If a person from whom information is being sought refuses to cooperate, he or she may be compelled to testify or produce documents, although he or she is usually subject to Foreign State laws on immunity, incapacity or applicable privilege. Under many MLATs, if the person asserts a claim of immunity or privilege under the laws of the U.S., the testimony or evidence usually can be taken subject to a later claim of immunity or privilege which will be resolved by the US authorities.
4. Presence in the United States can be sufficient, even transitory presence such as a layover, for the United States to assert personal jurisdiction over a foreign national. For example, in November 2006, U.S. authorities arrested Christian Sapsizian, a French citizen and non-U.S. resident indicted for alleged violations of the FCPA, during a layover in Miami, Florida.

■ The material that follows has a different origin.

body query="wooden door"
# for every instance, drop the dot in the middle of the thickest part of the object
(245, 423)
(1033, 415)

5. Extradition Treaties can be used to compel the appearance of a foreign national before a U.S. court. For example, Jeffrey Tesler, a U.K. citizen and licensed solicitor, was extradited to the U.S., and subsequently pleaded guilty to one count of conspiracy to violate the FCPA and one count of violating the FCPA. Most extradition treaties require the issuance of an arrest warrant or a conviction, and require that the qualifying offense must be punishable under the laws of both states by deprivation of liberty for one year or more. Accordingly, if bribery of a foreign official is not conduct that is punishable by one year or more of incarceration in a foreign state, violations of the FCPA’s anti-bribery provisions may not be an extraditable offense.
6. Interpol is an international police organization that facilitates cross-border police cooperation, even where diplomatic relations do not exist between particular countries. Action is taken within the limits of existing laws in each country. When requested by a member state, Interpol will circulate notices worldwide to other law enforcement agencies and organizations. Relevant to the situation is a Red Notice, which seeks the location of person(s) with a view towards arrest and extradition. The basis for a Red Notice is either an arrest warrant or a conviction with a pending sentence to be served. Some member countries treat a Red Notice as a valid request for provisional arrest. Some countries require further action before arrest and extradition. For example, U.S. federal law prohibits the arrest of the subject of the Red Notice based on the notice alone. Instead, the DOJ will determine if a valid extradition treaty exists and if the person is extraditable, and after a diplomatic request for a provisional arrest is received from the requesting country, the U.S. Attorney’s Office will obtain an arrest warrant requesting extradition.